Увы, приписывание исключительного онтологического статуса языку так же неудовлетворительно, как и два других «сильных» нарратива. На первый взгляд, этот теоретический ход связан с филологической интервенцией в урбанистику. Исследователи «городских текстов» отстаивающие, вслед за Юрием Лотманом, приоритет означаемого над означающим, использовали аппарат семиотики, чтобы заместить город «городом»: Петербург — «Петербургом Достоевского», Москву — «Москвой Гиляровского», а Афины — «Афинским текстом». Для этого им потребовалось всего несколько операций разотождествления и одна операция замещения.
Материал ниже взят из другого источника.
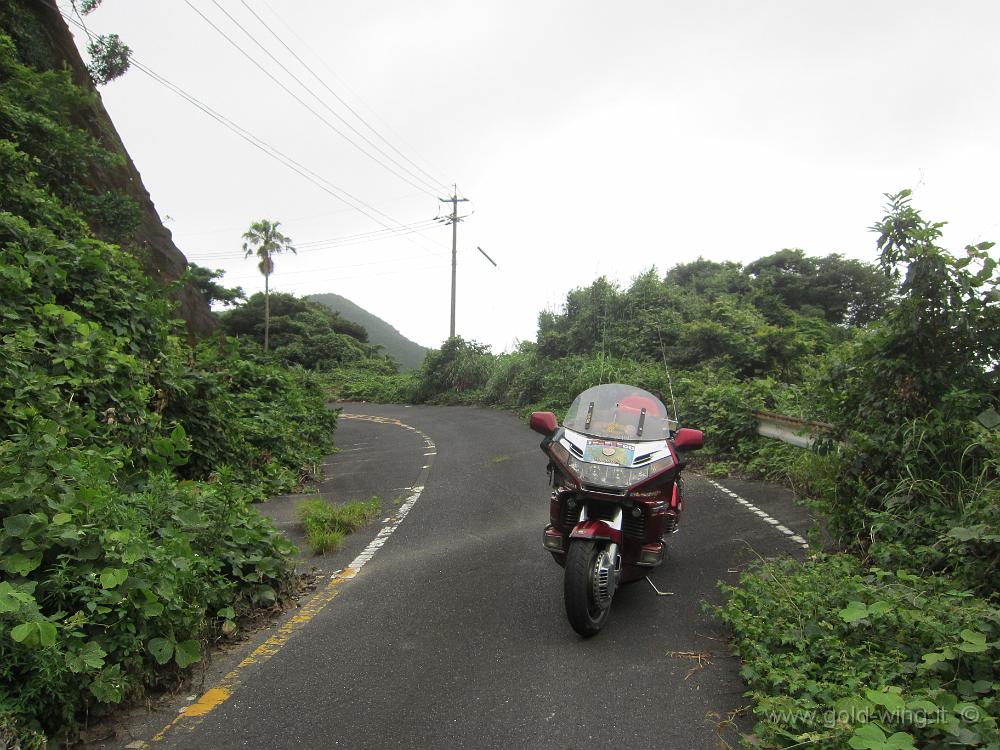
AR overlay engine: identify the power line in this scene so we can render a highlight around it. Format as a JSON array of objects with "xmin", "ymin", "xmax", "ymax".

Чтобы такая логика приобрела убедительность, нужно отделить конкретный физический город от города абстрактного («мы не говорим о городах вообще, мы говорим о Нью-Йорке»), город в конкретный исторический период от того же самого города сегодня («мы не говорим о сегодняшнем Нью-Йорке, мы говорим о Нью-Йорке середины XX века»), и, наконец, город как пространство от его репрезентаций («мы не говорим о реальном Нью-Йорке, мы говорим о Нью-Йорке Сэлинджера»). После чего, если получившийся исследовательский нарратив достаточно убедителен, его выводы распространяются на все, что вначале было вынесено за скобки: «нетрудно заметить, что обнаруженные нами связи сохраняют свою релевантность для многих современных мегаполисов». Оставим подобный тип рассуждения на совести филологов и историков. Однако и для социолога он обладает немалой привлекательностью в силу одного аксиоматического допущения, созвучного эпистемологии социальных наук.

Результаты научного познания детерминированы выбранным теоретическим языком. Язык — условие возможности всякого знания об объекте. Он диктует исследовательскую оптику: мы видим то, что видим, потому что описываем это так, как описываем. Все, что мы знаем о городе, мы знаем лишь постольку, поскольку выбираем некоторый способ мышления и говорения о нем — в силу априорной концептуализации города как объекта исследования. Отсюда прямолинейный переход от рефлексии наших собственных теоретических языков описания («город как совокупность социальных функций», «город как ансамбль рутинных практик») к анализу языков самоописания города («машина неравенства», «машина роста», «сцена» и прочее). Именно с таким теоретическим ходом (делегирование объекту некоторых свойств наших собственных аналитических нарративов) связано пристальное внимание социолога к метафорам в городских самоописаниях.